Just an update for the archives and anyone else debugging this. I went
through the Python example (
http://code.google.com/p/fusion-tables-
client-python/source/browse/trunk/src/samples/oauth_example.py?r=16)
and it does work for POST requests in the body. I tested CREATE and
INSERT.
Here are the 2 things that were tripping up the Ruby GData library
coupled with someone's monkeypatched OAuth auth_handler
(GData::Auth::OAuth). They basically boil down to not being designed
for, or frequently used with, POST requests. From skimming other
libraries, these problems are endemic to lesser-used OAuth libraries.
Here goes:
1) The GData::Auth::OAuth only pulled out GET params from the URL, not
POST params in the request body. POST params need to be sorted
alongside the OAuth parameters when creating the signature base, so
this immediately made my signatures invalid.
I saw a couple causes for this in other libraries:
- designing for GET and then exposing a convenience POST method as
an afterthought (without looking at the body params)
- one person wrote the HTTP client, another wrote the OAuth signer,
and a third wrote the Fusion Tables library or GData extension, and a
corner case got missed (or callers can sign requests before a body is
even defined)
2) Most language built-in URI encoders are designed for x-www-form-
urlencoded (http://www.w3.org/TR/html401/interact/
forms.html#h-17.13.4.1), with spaces as plus characters. OAuth wants
everything UTF-8, ie U+0020 or %20 for space. The confusing part for
Fusion Tables is that this works in GET requests:
https://www.google.com/fusiontables/api/query?sql=select+*+from+31739...
.. but that space encoding won't work in OAuth signature hashes (and
thus not the request body itself), and will show up as 401
Unauthorized rather than an app error.
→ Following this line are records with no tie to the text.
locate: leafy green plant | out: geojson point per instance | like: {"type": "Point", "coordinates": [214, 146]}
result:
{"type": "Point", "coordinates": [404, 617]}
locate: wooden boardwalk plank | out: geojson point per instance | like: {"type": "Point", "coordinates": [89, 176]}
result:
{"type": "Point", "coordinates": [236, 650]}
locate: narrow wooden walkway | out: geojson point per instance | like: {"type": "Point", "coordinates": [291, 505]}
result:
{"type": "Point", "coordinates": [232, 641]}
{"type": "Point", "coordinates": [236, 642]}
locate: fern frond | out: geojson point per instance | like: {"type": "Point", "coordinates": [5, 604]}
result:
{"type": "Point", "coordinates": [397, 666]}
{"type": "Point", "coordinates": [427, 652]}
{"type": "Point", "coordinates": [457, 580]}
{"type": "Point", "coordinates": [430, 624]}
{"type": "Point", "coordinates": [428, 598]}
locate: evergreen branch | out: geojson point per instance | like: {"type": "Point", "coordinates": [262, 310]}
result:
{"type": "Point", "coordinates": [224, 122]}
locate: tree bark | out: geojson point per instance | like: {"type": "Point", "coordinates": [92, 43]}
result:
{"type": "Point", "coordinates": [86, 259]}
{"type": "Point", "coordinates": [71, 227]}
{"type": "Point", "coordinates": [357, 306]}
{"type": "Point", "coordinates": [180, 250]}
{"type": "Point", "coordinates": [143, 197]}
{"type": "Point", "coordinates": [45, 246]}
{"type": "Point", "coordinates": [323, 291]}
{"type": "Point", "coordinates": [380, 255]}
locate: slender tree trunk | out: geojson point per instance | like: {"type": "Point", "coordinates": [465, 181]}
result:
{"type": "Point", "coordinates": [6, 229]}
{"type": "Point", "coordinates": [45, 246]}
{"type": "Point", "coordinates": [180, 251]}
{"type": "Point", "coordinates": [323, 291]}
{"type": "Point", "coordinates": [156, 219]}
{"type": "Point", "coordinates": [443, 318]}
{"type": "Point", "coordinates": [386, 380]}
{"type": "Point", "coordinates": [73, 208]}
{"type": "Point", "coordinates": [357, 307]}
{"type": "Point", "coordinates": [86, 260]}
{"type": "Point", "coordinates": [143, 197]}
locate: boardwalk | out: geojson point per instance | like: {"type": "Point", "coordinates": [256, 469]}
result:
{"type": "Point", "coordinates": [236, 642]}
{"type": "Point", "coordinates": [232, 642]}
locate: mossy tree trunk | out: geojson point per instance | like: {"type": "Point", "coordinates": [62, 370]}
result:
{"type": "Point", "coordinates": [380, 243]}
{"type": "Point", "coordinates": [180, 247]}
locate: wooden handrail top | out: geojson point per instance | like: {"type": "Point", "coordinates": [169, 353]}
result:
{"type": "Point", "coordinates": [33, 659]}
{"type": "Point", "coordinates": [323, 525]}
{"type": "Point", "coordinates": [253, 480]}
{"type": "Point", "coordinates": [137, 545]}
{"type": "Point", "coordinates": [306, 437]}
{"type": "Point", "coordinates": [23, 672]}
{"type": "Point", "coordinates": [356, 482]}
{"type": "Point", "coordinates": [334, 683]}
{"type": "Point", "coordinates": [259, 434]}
If you're adapting an existing
Fusion Tables library to work with OAuth, this is something to
consider.
Finally, if it helps anyone, here's a signature base string for a
CREATE statement (private values replaced), for the table schema in
the Python example code:
POST&http%3A%2F%2Fwww.google.com%2Ffusiontables%2Fapi
%2Fquery&oauth_consumer_key%3Ddomain.com%26oauth_nonce
%3D75556368%26oauth_signature_method%3DHMAC-SHA1%26oauth_timestamp
%3D1305155510%26oauth_token
%3D1%252F98y2rqyfdfhuaiheworh327rahyADYSAIYuioydadio%26oauth_version
%3D1.0%26sql%3DCREATE%2520TABLE%2520%2527data.csv
%2527%2520%2528%2527col2%2527%253A%2520STRING%252C%2527col3%2527%253A
%2520STRING%252C%2527col1%2527%253A%2520STRING%2529
that signature string is for the param:
sql=CREATE+TABLE+%27data.csv%27+%28%27col2%27%3A+STRING%2C%27col3%27%3A
+STRING%2C%27col1%27%3A+STRING%29
I've tested OAuth POST requests sent as the HTTP Authorization header
as well as in the body of the POST, and both work.